I did my search on the concept of nature and darkness, and used google to search for Creative Commons images, videos, and audio tracks that fit with that idea.
Photos were the easiest to find in quantity, though I had to search through them for quality. I noticed on the Creative Commons Search particularly that many of the pictures have watermarks on them. I tried to find a download option around it, as well as visiting the site it was taken from, but didn’t have much luck. I did, however, find one beautiful image that I may have to fight with some more to see if I can find it without the watermarks. Excluding the watermarks, there are some really beautiful pictures featured on the Creative Commons Search.
I also had a lot of luck finding instrumental audio tracks that could be used in the back of films. Particularly, I found dig.ccmixter very helpful. It offers downloadable tracks from the creative commons that can be used as long as the artist is given credit for their work.
What I had the most trouble finding in the Creative Commons was videos. Most of the videos I found were homemade (such as those on Flickr) and had bad or shaky picture quality. When looking at professional or better quality clips that came from real films, I found that most of my searches yielded black and white videos, since those videos were old enough that their license had expired. In general, it seems that videos are more likely to be licensed and less likely to be opened for remix and reuse.

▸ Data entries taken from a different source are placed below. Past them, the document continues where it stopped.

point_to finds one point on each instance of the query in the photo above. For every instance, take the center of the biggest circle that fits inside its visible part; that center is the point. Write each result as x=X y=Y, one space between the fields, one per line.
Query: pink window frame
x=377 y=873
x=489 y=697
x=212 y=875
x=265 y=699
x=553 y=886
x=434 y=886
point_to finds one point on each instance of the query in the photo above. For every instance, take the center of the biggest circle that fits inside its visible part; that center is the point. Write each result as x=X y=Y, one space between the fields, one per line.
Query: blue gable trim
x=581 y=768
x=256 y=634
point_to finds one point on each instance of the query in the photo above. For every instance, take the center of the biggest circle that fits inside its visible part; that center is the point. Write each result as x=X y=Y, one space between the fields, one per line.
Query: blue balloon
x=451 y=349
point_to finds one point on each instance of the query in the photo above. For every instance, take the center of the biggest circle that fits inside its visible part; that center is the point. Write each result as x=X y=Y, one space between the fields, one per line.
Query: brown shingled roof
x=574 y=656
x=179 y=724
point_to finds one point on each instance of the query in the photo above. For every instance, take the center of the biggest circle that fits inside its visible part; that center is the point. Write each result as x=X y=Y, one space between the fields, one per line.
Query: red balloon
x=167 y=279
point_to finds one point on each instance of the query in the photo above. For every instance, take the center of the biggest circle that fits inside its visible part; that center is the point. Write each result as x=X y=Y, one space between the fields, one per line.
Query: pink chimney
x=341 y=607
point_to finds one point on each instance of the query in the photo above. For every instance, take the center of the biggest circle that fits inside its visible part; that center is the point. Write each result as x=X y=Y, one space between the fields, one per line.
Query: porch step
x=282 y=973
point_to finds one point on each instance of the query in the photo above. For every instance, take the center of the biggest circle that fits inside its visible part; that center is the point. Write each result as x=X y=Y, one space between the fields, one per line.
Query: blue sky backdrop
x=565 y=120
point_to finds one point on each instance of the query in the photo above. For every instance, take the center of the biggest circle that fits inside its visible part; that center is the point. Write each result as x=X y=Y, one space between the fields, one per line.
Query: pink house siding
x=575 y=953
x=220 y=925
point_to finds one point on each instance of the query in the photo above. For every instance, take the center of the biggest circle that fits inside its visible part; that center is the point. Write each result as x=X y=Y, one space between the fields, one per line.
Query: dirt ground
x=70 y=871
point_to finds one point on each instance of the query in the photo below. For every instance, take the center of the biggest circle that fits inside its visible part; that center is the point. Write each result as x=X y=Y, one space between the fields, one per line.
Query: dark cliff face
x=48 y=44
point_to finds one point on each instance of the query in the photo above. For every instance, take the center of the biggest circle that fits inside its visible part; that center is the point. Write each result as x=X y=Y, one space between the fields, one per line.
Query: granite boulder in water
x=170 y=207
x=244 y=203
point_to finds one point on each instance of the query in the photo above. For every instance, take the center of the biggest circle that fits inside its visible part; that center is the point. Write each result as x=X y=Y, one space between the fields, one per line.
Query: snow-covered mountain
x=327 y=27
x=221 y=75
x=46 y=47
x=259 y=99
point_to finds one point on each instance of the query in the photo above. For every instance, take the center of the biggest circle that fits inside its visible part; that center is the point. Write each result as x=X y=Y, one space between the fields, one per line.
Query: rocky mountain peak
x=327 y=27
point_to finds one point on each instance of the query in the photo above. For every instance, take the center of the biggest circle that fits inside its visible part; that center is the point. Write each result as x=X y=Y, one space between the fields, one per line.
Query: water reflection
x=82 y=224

When thinking of the creative commons’ affordances on larger, more general scale, I agree with Jordyn that “some of the limitations stem from the initial search option.” The biggest limitation of the creative commons media is how spread out it is. There’s no one search tool that will allow you to go through the material. As such, finding the media you will work from is very time consuming, and involves jumping across many searches and platforms. One resource I found listed 120+ Places to Find Creative Commons Media.